Marie hesitated. “It has been a while.”

“I hear they fixed up Broussard’s,” her husband said. “I’d love to see that. And now that I’m thinking New Orleans, I’m craving a Mother’s Oyster Po’boy. Dressed, with extra everything, lettuce, tomato, mayo . . . mmmm.”

Marie smiled at her husband. “Now you got me craving one, too. If you really think it’s okay, Maggie, then I guess we’re going to New Orleans for a getaway weekend.”

“Excellent. And bring me back one of those po’boys, you hear?”

Maggie bought a beer from the Shexnayders and left them eagerly planning their trip. She checked on her parents, who were dishing out the last of Ninette’s Crawfish Crozat, which was once again the hit of the Fet. She scraped herself a bowl from the bottom of the pot and then found a square of empty grass on the crowded green to enjoy her meal.

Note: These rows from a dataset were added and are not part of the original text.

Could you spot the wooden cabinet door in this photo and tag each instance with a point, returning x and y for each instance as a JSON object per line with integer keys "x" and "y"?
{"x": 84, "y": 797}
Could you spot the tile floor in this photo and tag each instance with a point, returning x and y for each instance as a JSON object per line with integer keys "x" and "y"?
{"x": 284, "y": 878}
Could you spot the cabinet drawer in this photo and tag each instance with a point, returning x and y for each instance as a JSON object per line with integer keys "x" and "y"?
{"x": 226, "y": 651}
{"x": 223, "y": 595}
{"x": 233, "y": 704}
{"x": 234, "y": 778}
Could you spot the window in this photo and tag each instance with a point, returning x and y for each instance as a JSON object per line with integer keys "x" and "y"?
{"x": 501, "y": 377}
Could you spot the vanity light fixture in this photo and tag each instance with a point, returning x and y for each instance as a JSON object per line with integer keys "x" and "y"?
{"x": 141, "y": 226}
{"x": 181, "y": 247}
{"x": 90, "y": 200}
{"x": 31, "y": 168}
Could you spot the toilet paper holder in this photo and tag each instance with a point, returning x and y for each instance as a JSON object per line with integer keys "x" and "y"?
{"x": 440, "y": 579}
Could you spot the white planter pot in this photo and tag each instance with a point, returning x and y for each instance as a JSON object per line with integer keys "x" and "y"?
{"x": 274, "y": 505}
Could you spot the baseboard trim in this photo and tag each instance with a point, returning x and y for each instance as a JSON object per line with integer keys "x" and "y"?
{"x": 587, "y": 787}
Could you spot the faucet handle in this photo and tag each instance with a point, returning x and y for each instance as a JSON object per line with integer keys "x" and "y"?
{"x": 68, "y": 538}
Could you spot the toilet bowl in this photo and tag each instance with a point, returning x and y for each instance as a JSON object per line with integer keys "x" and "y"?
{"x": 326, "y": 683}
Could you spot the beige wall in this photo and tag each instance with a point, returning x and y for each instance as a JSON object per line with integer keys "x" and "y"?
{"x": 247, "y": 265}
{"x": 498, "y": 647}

She gave herself a mental pat on the back for coming up with the idea to take over the Shexnayders’ housekeeping and maintenance duties. Both jobs offered great opportunities for snooping. The fact that Beverly Clabber had once lived in Pelican certainly widened the pool of suspects beyond Crozat’s boundaries, but the B and B at least offered a convenient starting point for Maggie’s informal investigation. While she hated to think that any of Crozat’s guests might be responsible for Beverly Clabber’s death, Rufus Durand’s call to inaction for the PPD meant that someone had to either rule them out as suspects or reveal one of them to be a murderer. And it looked like that someone would be Maggie.

Chapter Fourteen

Early the next morning, an unhappy Maggie surveyed the mass of cleaning products jammed into the Crozat housekeeping closet. Tending to each guest room in the B and B now seemed like an enormous task, and she had no idea where to begin, having sent the Shexnayders off on their minivacation without asking for any guidance.

“I really didn’t think this through,” she muttered. For a moment, she was tempted to hire a cleaning crew. But she reminded herself that housekeeping provided the perfect cover for investigating the plantation’s guests.